Ancak somut olayda, kaza tarihi 24/07/2017 olup, Uyuşmazlık Hakem Heyetince, davacının başvuru yaparken dosyaya sunduğu Çivril Şehit Hilmi Öz Devlet Hastanesi tarafından düzenlenen 14.05.2019 tarihli erişkinler için engelli sağlık kurulu raporunun hangi yönetmelik hükümleri esas alınarak düzenlendiği belli değildir.

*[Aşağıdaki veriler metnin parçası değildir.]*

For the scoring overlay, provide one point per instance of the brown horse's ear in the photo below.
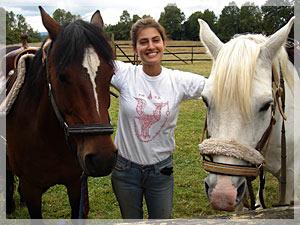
(50, 24)
(97, 19)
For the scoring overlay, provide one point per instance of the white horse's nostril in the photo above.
(241, 190)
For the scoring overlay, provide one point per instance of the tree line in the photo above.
(249, 18)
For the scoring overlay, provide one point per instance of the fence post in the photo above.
(114, 45)
(192, 58)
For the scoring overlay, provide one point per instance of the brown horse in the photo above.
(59, 125)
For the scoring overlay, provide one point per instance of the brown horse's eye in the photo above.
(63, 78)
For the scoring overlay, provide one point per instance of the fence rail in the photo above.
(173, 53)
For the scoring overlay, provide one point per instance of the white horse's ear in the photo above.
(97, 19)
(209, 39)
(275, 41)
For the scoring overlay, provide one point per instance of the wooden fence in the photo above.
(173, 53)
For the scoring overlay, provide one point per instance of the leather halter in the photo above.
(85, 129)
(251, 172)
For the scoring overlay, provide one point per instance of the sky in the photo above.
(111, 10)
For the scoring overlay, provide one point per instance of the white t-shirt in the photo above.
(148, 112)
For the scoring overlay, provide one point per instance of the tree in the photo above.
(63, 17)
(191, 26)
(17, 25)
(171, 20)
(250, 18)
(276, 14)
(2, 26)
(229, 22)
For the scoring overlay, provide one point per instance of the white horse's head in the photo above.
(238, 96)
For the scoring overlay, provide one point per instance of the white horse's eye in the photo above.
(266, 106)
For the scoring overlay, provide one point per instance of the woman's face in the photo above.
(150, 46)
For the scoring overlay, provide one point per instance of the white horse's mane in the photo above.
(234, 71)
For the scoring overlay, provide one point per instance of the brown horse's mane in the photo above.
(69, 49)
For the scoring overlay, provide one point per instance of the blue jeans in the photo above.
(131, 182)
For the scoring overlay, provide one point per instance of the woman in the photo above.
(149, 103)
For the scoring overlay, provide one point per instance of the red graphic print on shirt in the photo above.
(151, 116)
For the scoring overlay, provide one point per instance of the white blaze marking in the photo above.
(92, 62)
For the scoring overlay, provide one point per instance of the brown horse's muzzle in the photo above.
(97, 155)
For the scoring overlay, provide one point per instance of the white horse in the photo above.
(239, 100)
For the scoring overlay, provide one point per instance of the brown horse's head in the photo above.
(79, 69)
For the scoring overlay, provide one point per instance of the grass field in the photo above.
(189, 196)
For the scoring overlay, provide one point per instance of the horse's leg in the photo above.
(22, 200)
(33, 199)
(289, 195)
(73, 190)
(10, 203)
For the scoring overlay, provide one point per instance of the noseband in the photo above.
(79, 129)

İtiraz Hakem Heyetince, davacı tarafça sunulan maluliyet raporunda %30 oranında maluliyet belirtilmiş ise de maluliyete hangi olayın sebebiyet verdiği, hangi kriterin esas alındığı, illiyet bağının bulunup bulunmadığına ilişkin belgelerin incelendiği hususunda açıklama olmadığı, maluliyet raporunun geçersiz olmasının dava şartı noksanlığı olduğu gerekçesiyle davacı vekilinin sadece vekalet ücretine yönelik itirazının kabulüne diğer itirazlarının reddine karar verilmiş ise de yapılan araştırma ve inceleme hüküm kurmaya elverişli değildir.
5684 sayılı Sigortacılık Kanununun 30/23 maddesinde kanunda hüküm bulunmayan hallerde HUMK hükümlerinin sigortacılıktaki tahkim hakkında da kıyasen uygulanacağı HMK"nın 431. maddesinde hakem heyetinin bilirkişi seçimine karar verebileceği düzenlenmiş olduğuna göre İtiraz Hakem Heyetince, davacının tüm tedavi evraklarının dosyaya temini ve kaza tarihinde yürürlükte olan Özürlülük Ölçütü Sınıflandırması ve Özürlülere Verilecek Sağlık Kurulu Raporları Hakkında Yönetmeliğe göre maluliyet oranının belirlenmesi için rapor alınması akabinde aktüer bilirkişiden rapor alınarak varılacak sonuca göre karar verilmesi gerekirken eksik inceleme ile yazılı şekilde hüküm tesisi doğru görülmemiş bozmayı gerektirmiştir.
SONUÇ: Yukarıda açıklanan nedenlerle davacı vekilinin temyiz itirazlarının kabulü ile itiraz hakem heyeti kararının BOZULMASINA, peşin alınan harcın istek halinde temyiz eden davacıya geri verilmesine 22/06/2021 gününde oybirliğiyle karar verildi.